Comment détecter un vin bouchonné ?

Tout amateur de vin est déjà tombé sur une bouteille de vin bouchonnée. Et pour cause, le vin est un des rares produits consommables dont on sait, qu’il peut être impropre à la consommation. Ce risque est accepté par les consommateurs, les producteurs et les revendeurs. Ce défaut peut se retrouver dans toutes les bouteilles, peu importe le cépage, le vignoble ou la qualité du vin. En effet, toutes les bouteilles qui sont obstruées par un bouchon en liège peuvent être touchées.

Le rôle du bouchon est de garantir au vin un bon vieillissement. Il fait office de filtre entre l’alcool de la bouteille et l’air extérieur. Grâce à sa composition poreuse, il laisse passer une infime quantité d’air dans la bouteille afin de faire évoluer le vin au cours de son vieillissement.

De ce fait, comment détecter le goût de bouchon ? Existe-t-il des solutions pour résoudre ce problème ?

D’où vient le goût de bouchon ?

Aujourd’hui, on estime à 2% le nombre de bouteilles bouchonnées. Le goût de bouchon est détectable au nez, comme on le ferait dans des cours d’œnologie à Beaune, et se manifeste au travers d’odeurs de moisi, de liège frais, de poussière ou de bois humide.

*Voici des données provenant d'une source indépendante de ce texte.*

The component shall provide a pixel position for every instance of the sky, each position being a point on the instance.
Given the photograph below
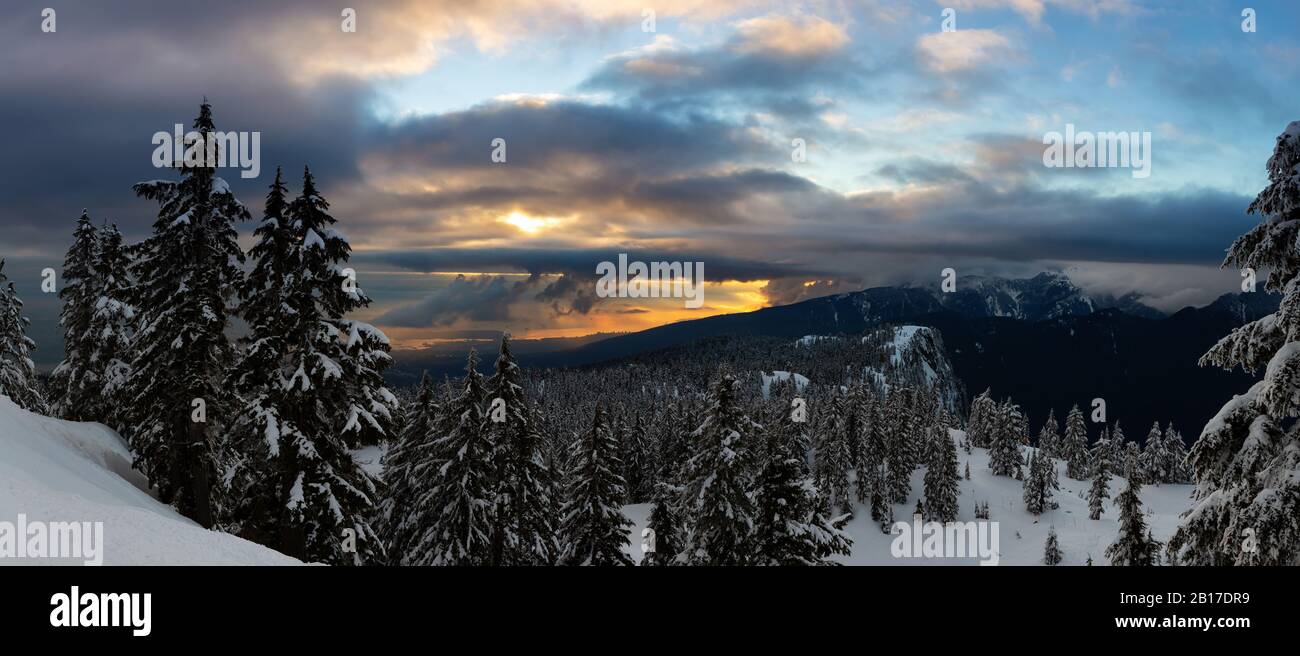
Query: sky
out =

Si jamais le doute subsiste sur une bouteille, il est tout à fait possible de la laisser s’aérer quelques minutes pour que l’odeur s’intensifie au contact de l’air.

Si on rentre dans les détails, le problème devient bien plus complexe et touche aux sciences. En effet, le goût de bouchon vient d’un composant chimique : le TCA (Trichloroanisole). Cette molécule est générée par des moisissures contenues dans le bois lorsqu’elles sont mises en contact avec des composés chlorés. Cependant, lors de la fabrication du bouchon, le liège doit être nettoyé à la javel, qui contient du chlore.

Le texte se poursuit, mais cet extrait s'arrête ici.